Government spending on programs and services is to increase substantially -- including aid to the states and to localities for various social services and to help them cover budget deficits due to declining local and state tax revenues -- and a sort of semi-public works infrastructure planning and construction effort is to get under way that is intended to put some of the unemployed (primarily heavy construction workers) back to work beginning sometime this year and continuing for many years to come.

So far as I can tell, there seems to be an effort afoot to restructure the workforce, essentially making some segments of the workforce "redundant", as they used to say in Britain, and potentially unemployable going forward. In other words, a lot of those who have lost their jobs and will lose their jobs in the current economic situation will not return to the workforce, by design.

This is in some ways a return to the way things used to be, pre-Reaganism and especially pre-Clinton Welfare Reform. The problem is that many of the social services and much of the public acceptance of a large body of "unemployables" no longer exist to handle the millions who are being thrust into this condition. Millions have lost their jobs, millions more will lose them. Millions of people have lost their homes, millions more will lose them. And many will not get jobs or homes back any time soon. And, at least for the time being, there will be few or no social services to assist the bulk of them.

By design. By intent.

I'd call this state of affairs Social Darwinism, social engineering on a grand scale, but when the People have essentially no opportunity to contest the situation, and no skills to do it with if the opportunities were there, it's more like an Imperial conquest of yore -- without the bloodshed. Yet.

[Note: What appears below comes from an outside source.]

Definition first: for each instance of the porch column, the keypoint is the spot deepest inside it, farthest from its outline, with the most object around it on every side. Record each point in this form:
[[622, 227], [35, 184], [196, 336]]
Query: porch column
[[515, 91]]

So we can start imagining what the future holds, just what it is Our Rulers have in mind over the long term, and we can start thinking about what sort of society we want to emerge from the current crisis.

One of the aspects of the Reagan/Bush years that was so startling to me was the absence of any sort of Future Vision, especially during the Bush 2 Regime. That period is marked by a complete disregard for, indeed disdain for, The Future, as if it not only didn't matter, it wasn't going to happen. Period.

Now we're slowly shifting back to a Future Vision perspective that will allow us to imagine what will be and what ought to be even as we pick through the rubble of What Is.

All I'd say right now is that it is very unwise to leave envisioning the Future entirely to the Ruling Class. They've made such a cock-up of the Present, perhaps someone else -- We, the People, for example -- ought to take the lead in this endeavor.